A little Rafi? Get those pictures up!


----------



## jimmym1981 (Dec 5, 2008)

Ooohhhh. Pics please!!! I love maligators!!! Wish I could have one, but full house already!!!


----------



## BowWowMeow (May 7, 2007)

Hey, how come the breeder wouldn't take him back? Especially if you know him?


----------



## geokon_2000 (Jan 25, 2005)

can't wait for the pics!!!!!


----------



## MTAussie (Dec 9, 2007)

Bowwowmeow,

The 'breeder' is really an importer and sells dogs to military/police/border patrol etc. 

He thought it would be 'fun' to have some puppies around and bred the female that he says came from some kind of amazing bloodlines..world famous malinios. He never told me the name of the dog so I don't know really. He bred her with one of the working dogs that was really awesome. But it was so stupid. I think it was to make money, and I left before he sold any so I don't know if he made any money or not. 
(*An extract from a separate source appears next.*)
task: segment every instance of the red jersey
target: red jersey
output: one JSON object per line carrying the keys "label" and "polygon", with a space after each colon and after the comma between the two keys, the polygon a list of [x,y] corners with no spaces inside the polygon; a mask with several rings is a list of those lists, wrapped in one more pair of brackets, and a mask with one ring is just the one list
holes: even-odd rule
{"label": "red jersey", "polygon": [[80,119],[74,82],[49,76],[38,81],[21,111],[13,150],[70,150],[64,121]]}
But there were 11 puppies, so I am not surprised that one cropped up on craigslist already. Supposedly he has been giving them away as well. The woman who was watching her said that all the puppies were outside in a cage and had one bowl of food so that is why she is so skinny, so they had been feeding her boiled rice and potatoes.

I interned with him and there is no way I am giving this pup back to him basically, and I don't think he would care to have her back really.

We name her Isis








Pictures in the works!


----------



## MTAussie (Dec 9, 2007)

Meet Alex!










Isis is so beautiful! Her Right Ear flips over a bit. 










I need some food!










Some food here?










Where am I?










There's some food! I spilled it everywhere!


----------



## gagsd (Apr 24, 2003)

What a beautiful, adorable puppy!


----------



## BowWowMeow (May 7, 2007)

She IS a baby Rafi!







Adorable. Thanks for clarifying the breeder situation. I'm glad you have her and will responsibly rehome her. Someone dumped Rafi out in the country and he is the absolute best boy. 

Mals like this end up here too. There is a local trainer who buys them in bulk (I kid you not!) and every so often rehomes a couple that he "doesn't have time to train" through CL. Unfortunately he doesn't speuter them so the cycle continues.


----------



## MTAussie (Dec 9, 2007)

Yeah the buy in bulk is similiar to the situation here. Imports 10-12 dogs at a time sometimes. 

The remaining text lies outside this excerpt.